Open MPI logo

Open MPI User's Mailing List Archives

  |   Home   |   Support   |   FAQ   |   all Open MPI User's mailing list

Subject: [OMPI users] Performance scaled messaging and random crashes
From: Sébastien Boisvert (Sebastien.Boisvert.3_at_[hidden])
Date: 2012-06-28 22:03:03


Hello,

I am getting random crashes (segmentation faults) on a super computer
(guillimin)
using 3 nodes with 12 cores per node. The same program (Ray) runs
without any
problem on the other super computers I use.

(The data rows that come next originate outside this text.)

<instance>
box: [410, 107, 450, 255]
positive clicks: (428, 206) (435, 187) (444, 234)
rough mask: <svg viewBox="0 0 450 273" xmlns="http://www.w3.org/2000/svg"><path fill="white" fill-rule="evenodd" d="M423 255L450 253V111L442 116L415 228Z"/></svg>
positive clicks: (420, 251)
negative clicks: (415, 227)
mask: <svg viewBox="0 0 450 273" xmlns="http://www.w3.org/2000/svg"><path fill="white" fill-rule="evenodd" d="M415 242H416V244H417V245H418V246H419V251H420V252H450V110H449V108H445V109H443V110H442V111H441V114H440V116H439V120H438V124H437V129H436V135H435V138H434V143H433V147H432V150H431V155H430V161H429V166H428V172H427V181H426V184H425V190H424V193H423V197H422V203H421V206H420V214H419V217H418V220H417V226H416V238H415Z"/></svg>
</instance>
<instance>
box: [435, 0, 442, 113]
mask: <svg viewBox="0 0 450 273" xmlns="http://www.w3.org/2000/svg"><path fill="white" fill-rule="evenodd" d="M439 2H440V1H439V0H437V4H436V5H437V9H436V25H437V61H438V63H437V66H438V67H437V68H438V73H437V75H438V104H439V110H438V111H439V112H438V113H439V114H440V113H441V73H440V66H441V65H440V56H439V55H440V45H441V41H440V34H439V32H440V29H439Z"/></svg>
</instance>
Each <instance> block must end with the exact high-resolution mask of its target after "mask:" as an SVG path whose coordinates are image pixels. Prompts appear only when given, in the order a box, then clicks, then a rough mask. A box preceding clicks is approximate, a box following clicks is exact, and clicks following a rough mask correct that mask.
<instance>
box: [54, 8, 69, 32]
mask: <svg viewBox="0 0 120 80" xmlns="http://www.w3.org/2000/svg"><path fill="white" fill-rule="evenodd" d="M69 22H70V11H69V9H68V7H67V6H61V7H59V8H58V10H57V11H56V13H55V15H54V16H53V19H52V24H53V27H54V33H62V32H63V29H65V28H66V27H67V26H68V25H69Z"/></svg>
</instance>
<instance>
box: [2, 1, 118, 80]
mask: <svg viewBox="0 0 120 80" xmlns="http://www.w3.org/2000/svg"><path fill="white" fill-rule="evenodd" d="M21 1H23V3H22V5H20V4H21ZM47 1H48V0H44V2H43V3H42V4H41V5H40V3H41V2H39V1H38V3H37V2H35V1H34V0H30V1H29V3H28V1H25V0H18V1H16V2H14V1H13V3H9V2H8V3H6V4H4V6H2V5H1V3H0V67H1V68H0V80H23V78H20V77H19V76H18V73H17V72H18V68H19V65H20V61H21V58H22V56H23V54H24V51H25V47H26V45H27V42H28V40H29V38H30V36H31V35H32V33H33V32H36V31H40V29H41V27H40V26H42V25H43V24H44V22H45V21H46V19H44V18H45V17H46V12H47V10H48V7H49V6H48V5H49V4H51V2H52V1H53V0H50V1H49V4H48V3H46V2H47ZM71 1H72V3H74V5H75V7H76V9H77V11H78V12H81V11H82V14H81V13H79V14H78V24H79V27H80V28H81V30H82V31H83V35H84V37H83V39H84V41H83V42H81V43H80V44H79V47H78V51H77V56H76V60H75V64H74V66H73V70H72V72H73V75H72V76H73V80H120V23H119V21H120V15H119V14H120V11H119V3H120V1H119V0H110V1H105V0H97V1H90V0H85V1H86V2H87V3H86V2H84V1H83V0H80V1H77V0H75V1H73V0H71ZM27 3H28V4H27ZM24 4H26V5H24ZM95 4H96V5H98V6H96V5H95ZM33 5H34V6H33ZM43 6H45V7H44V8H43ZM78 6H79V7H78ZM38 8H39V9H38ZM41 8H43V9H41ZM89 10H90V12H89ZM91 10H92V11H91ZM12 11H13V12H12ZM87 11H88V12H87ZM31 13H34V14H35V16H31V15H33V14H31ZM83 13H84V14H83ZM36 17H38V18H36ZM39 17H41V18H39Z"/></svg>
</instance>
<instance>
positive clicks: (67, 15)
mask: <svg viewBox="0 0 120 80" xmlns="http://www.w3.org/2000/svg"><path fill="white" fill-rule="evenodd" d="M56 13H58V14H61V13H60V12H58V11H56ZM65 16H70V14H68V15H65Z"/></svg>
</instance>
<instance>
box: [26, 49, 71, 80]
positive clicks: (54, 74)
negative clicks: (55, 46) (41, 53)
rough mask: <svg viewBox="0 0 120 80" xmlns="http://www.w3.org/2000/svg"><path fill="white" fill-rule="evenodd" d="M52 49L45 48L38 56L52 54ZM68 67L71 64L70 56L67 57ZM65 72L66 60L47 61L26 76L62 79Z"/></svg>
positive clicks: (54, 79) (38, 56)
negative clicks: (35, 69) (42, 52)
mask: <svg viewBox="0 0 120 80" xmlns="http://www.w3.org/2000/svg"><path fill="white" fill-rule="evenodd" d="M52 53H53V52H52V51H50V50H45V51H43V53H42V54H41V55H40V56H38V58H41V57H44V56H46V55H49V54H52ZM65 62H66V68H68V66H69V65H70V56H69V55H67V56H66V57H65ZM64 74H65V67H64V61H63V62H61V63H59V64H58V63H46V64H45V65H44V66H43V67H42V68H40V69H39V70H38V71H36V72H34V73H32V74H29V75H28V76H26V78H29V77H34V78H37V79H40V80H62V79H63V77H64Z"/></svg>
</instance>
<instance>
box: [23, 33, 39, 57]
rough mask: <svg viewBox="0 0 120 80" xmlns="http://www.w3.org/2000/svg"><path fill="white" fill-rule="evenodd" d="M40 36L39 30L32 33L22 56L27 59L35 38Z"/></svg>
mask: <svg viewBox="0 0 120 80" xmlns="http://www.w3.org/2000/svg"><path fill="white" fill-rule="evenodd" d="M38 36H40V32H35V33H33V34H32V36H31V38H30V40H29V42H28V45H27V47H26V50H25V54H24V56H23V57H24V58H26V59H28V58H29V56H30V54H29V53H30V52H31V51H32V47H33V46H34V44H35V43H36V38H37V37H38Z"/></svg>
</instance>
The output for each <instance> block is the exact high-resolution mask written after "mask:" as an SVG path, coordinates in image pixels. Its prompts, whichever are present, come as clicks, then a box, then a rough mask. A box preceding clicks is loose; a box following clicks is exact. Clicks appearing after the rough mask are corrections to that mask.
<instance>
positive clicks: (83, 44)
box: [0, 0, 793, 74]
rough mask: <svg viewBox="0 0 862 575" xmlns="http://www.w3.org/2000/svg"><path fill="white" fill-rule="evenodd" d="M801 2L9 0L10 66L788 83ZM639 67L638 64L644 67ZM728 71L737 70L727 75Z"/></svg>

The interconnect is "InfiniBand: QLogic Corp. InfiniPath QME7342 QDR
HCA" and
the messages transit using "performance scaled messaging" (PSM) which I
think is some
sort of replacement to Infiniband verbs although I am not sure.

Adding '--mca mtl ^psm' to the Open-MPI mpiexec program options solves
the problem, but increases the latency from 20 microseconds to 55
microseconds.

There seems to be some sort of message corruption during the transit,
but I can not rule out
other explanations.

I have no idea what is going on and why disabling PSM solves the problem.

Versions

module load gcc/4.5.3
module load openmpi/1.4.3-gcc

Command that randomly crashes

mpiexec -n 36 -output-filename MiSeq-bug-2012-06-28.1 \
Ray -k 31 \
-o MiSeq-bug-2012-06-28.1 \
-p \
data-for-system-tests/ecoli-MiSeq/MiSeq_Ecoli_MG1655_110527_R1.fastq \
data-for-system-tests/ecoli-MiSeq/MiSeq_Ecoli_MG1655_110527_R2.fastq

Command that completes successfully

mpiexec -n 36 -output-filename psm-bug-2012-06-26-hotfix.1 \
--mca mtl ^psm \
Ray -k 31 \
-o psm-bug-2012-06-26-hotfix.1 \
-p \
data-for-system-tests/ecoli-MiSeq/MiSeq_Ecoli_MG1655_110527_R1.fastq \
data-for-system-tests/ecoli-MiSeq/MiSeq_Ecoli_MG1655_110527_R2.fastq

Sébastien Boisvert